Classification

A predominant role in Computer Vision is played by Classification techniques and machine learning. The vast amount of information that can be extracted from a video sensor far exceeds the quantity that can be obtained from other sensors; however, it requires complex techniques that enable the exploitation of this wealth of information.

As previously mentioned, statistics, classification, and model fitting can be viewed as different facets of a single topic. Statistics seeks the most accurate Bayesian approach to extract the hidden parameters (of the state or model) of a system, potentially affected by noise, aiming to return the most probable output given the inputs. Meanwhile, classification offers techniques and methods for efficiently modeling the system. Finally, if the exact model underlying a physical system were known, any classification problem would reduce to an optimization problem. For these reasons, it is not straightforward to delineate where one topic ends and another begins.

The classification problem can be reduced to the task of deriving the parameters of a generic model that allows for generalization of the problem, given a limited number of examples.

A classifier can be viewed in two ways, depending on the type of information that the system aims to provide:

as a "likelihood" function towards a model, as in equation (4.1);
as a partitioning of the input space, as in equation (4.2).

In the first case, a classifier is represented by a generic function

$\begin{displaymath} f: \mathbb{R}^{n} \to \mathbb{R}^{m} \end{displaymath}$

(4.1)

that allows associating with the input element $\mathbf {x}$ , composed of $n$

characteristics representing the example to be classified, confidence values regarding the possible $\{y_1,\ldots,y_m\}$ output classes (categories):

$\begin{displaymath} f(\mathbf{x}) = \left( p(y_1\vert\mathbf{x}), \ldots, p(y_m\vert\mathbf{x}) \right) \end{displaymath}$

that is, the probability that the observed object is precisely $y_i$

given the observed quantity $\mathbf {x}$ .

Due to the infinite nature of possible functions and the lack of additional specific information regarding the problem's structure, the function $f$ cannot be a well-defined function but will be represented by a parameterized model in the form

$\begin{displaymath} \mathbf{y} = f(\mathbf{x}, \boldsymbol\beta) \end{displaymath}$

where $\mathbf{y} \in \mathbb{R}^{m}$ is the output space, $\mathbf{x} \in \mathbb{R}^{n}$ is the input space, and $\boldsymbol\beta$ are the model parameters $f$

to be determined during the training phase.

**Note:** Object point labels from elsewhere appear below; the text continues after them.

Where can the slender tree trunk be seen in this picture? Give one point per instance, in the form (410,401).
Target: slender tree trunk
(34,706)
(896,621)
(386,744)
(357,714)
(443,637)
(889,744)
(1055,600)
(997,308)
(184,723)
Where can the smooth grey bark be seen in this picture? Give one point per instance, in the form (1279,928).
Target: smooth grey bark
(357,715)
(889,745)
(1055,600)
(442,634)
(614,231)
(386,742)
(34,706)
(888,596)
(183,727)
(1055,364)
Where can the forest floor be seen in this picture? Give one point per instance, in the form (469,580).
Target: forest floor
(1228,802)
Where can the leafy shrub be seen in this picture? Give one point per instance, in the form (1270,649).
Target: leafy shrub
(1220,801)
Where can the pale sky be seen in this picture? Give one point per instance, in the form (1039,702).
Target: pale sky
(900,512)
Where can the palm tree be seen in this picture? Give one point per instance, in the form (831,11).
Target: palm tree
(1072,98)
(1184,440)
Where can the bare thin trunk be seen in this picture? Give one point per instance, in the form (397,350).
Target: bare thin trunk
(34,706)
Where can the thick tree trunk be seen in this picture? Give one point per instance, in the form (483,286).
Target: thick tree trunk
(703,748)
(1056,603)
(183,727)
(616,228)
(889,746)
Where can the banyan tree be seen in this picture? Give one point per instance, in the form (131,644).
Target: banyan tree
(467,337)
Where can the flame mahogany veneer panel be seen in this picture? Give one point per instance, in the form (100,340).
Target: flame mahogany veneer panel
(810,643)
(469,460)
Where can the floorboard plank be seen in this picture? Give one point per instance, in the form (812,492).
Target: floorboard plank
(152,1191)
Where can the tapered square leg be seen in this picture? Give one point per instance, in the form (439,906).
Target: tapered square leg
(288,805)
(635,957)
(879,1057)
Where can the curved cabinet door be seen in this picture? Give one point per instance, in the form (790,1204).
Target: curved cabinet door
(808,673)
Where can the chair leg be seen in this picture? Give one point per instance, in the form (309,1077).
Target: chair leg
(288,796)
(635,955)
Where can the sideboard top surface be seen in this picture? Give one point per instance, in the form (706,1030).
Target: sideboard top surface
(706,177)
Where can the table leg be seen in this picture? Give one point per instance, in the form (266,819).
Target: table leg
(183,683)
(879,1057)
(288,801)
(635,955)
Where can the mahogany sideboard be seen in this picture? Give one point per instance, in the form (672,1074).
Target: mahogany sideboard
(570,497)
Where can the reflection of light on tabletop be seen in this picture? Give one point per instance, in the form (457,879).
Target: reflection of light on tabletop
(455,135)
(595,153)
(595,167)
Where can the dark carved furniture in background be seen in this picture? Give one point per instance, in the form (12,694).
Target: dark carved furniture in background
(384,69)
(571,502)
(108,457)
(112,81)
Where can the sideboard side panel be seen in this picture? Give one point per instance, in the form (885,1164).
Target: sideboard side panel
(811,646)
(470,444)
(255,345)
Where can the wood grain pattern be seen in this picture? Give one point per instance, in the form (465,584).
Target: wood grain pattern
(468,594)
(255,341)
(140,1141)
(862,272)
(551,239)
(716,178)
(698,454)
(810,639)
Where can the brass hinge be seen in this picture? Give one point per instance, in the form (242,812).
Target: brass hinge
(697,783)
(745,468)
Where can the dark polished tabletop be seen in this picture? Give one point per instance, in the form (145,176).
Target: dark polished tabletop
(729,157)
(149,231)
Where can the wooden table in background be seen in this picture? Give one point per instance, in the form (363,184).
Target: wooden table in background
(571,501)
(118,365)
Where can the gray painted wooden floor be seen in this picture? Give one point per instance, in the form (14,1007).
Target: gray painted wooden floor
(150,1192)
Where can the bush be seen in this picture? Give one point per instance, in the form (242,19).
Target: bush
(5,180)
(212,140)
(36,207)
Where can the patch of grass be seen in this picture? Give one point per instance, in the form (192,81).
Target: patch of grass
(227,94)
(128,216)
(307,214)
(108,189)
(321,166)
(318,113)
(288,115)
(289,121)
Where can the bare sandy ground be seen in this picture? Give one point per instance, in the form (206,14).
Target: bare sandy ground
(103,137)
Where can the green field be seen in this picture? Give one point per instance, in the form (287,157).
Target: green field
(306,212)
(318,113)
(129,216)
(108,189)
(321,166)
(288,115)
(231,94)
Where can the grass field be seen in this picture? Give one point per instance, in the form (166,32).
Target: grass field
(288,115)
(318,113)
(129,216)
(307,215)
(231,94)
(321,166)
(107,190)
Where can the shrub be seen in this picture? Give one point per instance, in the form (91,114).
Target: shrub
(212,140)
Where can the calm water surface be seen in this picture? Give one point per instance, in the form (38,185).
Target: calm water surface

The training phase is based on a set of examples (training set) consisting of pairs $(\mathbf{x}_i, \mathbf{y}_i)$ , and through these examples, the training phase must determine the parameters $\boldsymbol\beta$ of the function $f(\mathbf{x}, \boldsymbol\beta)$ that minimize, under a specific metric (cost function), the error on the training set itself.

To train the classifier, it is therefore necessary to identify the optimal parameters $\boldsymbol\beta$ that minimize the error in the output space: classification is also an optimization problem. For this reason, machine learning, model fitting, and statistics are closely related research areas. The same considerations applied in Kalman or for Hough, as well as everything discussed in the chapter on fitting models using least squares, can be utilized for classification, and specific classification algorithms can be employed, for instance, to fit a series of noisy observations to a curve.

It is generally not feasible to produce a complete training set: it is not always possible to obtain every type of input-output association in order to systematically map the entire input space to the output space. Even if this were possible, it would still be costly to have the memory required to represent such associations in the form of a Look Up Table. These are the main reasons for the use of models in classification.

The fact that the training set cannot cover all possible input-output combinations, combined with the generation of a model optimized for such incomplete data, can lead to a lack of generalization in the training: elements not present in the training set may be misclassified due to excessive adaptation to the training set (the overfitting problem). This phenomenon is typically caused by an optimization phase that focuses more on reducing the error on the outputs rather than on generalizing the problem.

Returning to the ways to visualize a classifier, it often proves simpler and more generalizable to directly derive from the input data a surface in $\mathbb{R}^n$ that separates the categories in the n-dimensional input space. A new function $g$ can be defined that associates a unique output label to each group of inputs, in the form of

$\begin{displaymath} g: \mathbb{R}^{n} \to \mathbb{Y}=\{y_1, \ldots, y_m \} \end{displaymath}$

(4.2)

. This represents the second way to view a classifier.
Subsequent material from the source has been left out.